Ce ne fut pourtant qu'en 1634 que le cardinal de Richelieu, devenu ministre du roi après la mort du connétable de Luynes, commença à porter une main hardie sur l'édit de Nantes pour en éluder, si ce n'est pour en détruire les dispositions les plus salutaires. Après avoir conçu un plan de réunion dans lequel il ne s'agissait que d'un acte d'abjuration de la part des réformés, présenté sous la forme de gracieuse amnistie par les catholiques, et auquel il renonça pour le reprendre dans des circonstances plus favorables, par suite de la résistance ouverte que lui opposèrent les synodes provinciaux, il mit en oeuvre les propagateurs de la foi pour combattre l'hérésie et la vaincre; et pour faciliter leur victoire, il employa deux moyens brutaux: celui d'abord de la suppression des sommes données sous Henri IV aux Églises pour l'entretien de leurs académies, et celui ensuite du partage des consulats et des collèges entre les catholiques et les protestants.

En 1642, après la mort de ce ministre qui avait appesanti sur Louis XIII le joug de son bras de fer et les exigences orgueilleuses de son génie, et celle du roi lui-même qui arriva le 14 mai 1643, Anne d'Autriche, déclarée régente de Louis XIV, qui n'avait que cinq ans, se hâta de nommer le cardinal Mazarin ministre d'État. Ce fut alors que ce prélat politique, dont la souplesse et la ruse sont devenues proverbiales, jeta les premières trames de ces intrigues secrètes qui devaient aboutir à faire révoquer l'édit de Nantes; cependant une troisième déclaration du 8 juillet 1643 le confirma derechef. Cela n'arrêta pas le triomphe des Jésuites, qui, après avoir été mis par arrêt de la cour du 5 février 1644 en pleine jouissance des collèges, se livrèrent aux controverses religieuses les plus irritantes; le clergé tout entier leur vint en aide, puisque, lors du sacre de Louis XIV, il saisit cette occasion solennelle pour demander que les réformés fussent écartés des fonctions publiques sans distinction. Mazarin, secrètement d'accord avec lui, pour commencer à le satisfaire, reprit une partie des concessions qu'il avait faites aux réformés par suite des services qu'ils avaient rendus pendant la guerre de la Fronde. Il nomma des commissaires royaux pour assister à leurs synodes nationaux, et celui qui siégea au synode de Loudun en 1659, déclara de la part du roi que ce serait le dernier qui se tiendrait avec son autorisation.

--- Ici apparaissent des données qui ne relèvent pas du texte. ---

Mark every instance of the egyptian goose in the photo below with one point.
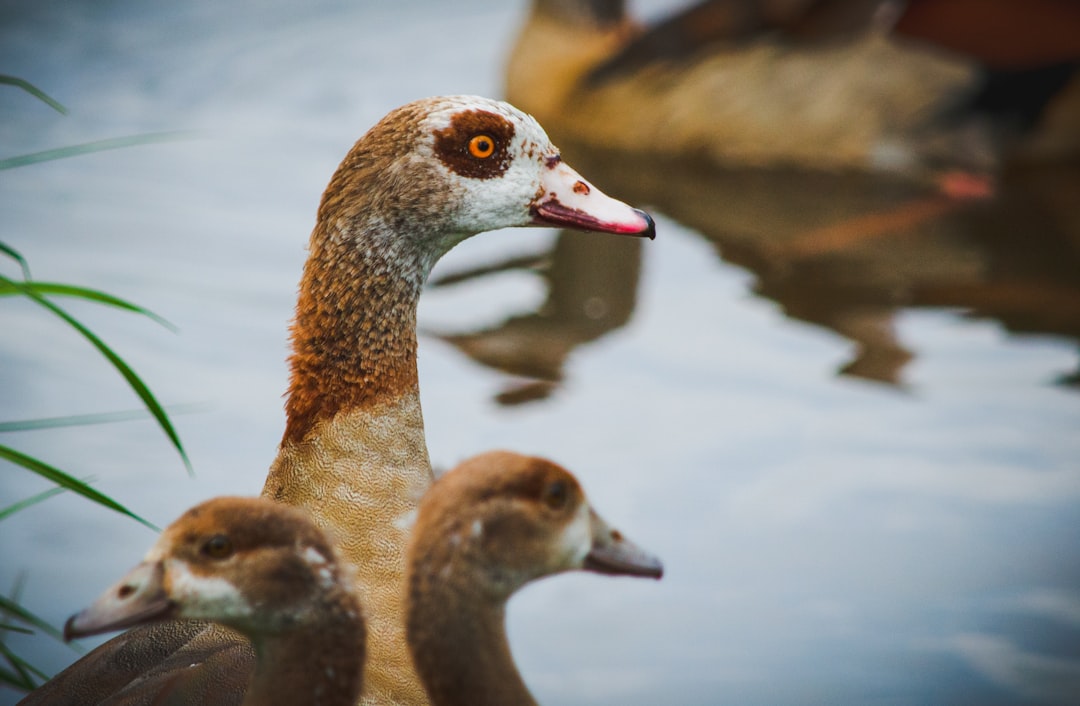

Le 13 mars 1661, Mazarin mourut; mais la reprise des concessions qu'il avait précédemment faites n'en continua pas moins sa marche progressive et régulière, et pour détruire la liberté concédée par les édits, on travailla à corrompre les pasteurs sous le prétexte pernicieux de vouloir unir les deux religions et accommoder leurs différends. – La caisse spéciale des conversions fut mise, dans ce but, sous la direction de Pélisson. Parmi la multitude d'arrêts qui se succédèrent sur la suppression des académies, la démolition des temples, l'interdiction du culte religieux, les relaps, les mariages mixtes, les malades, les sages-femmes, les taxes d'offices, les droits civils, la puissance paternelle, le paiement des dettes, l'exemption des tailles et du logement des gens de guerre, le plus monstrueux fut celui du 17 juin 1684, qui autorisa l'abjuration des enfants protestants à l'âge de sept ans, sans que leurs pères, mères ou autres parents pussent y mettre obstacle.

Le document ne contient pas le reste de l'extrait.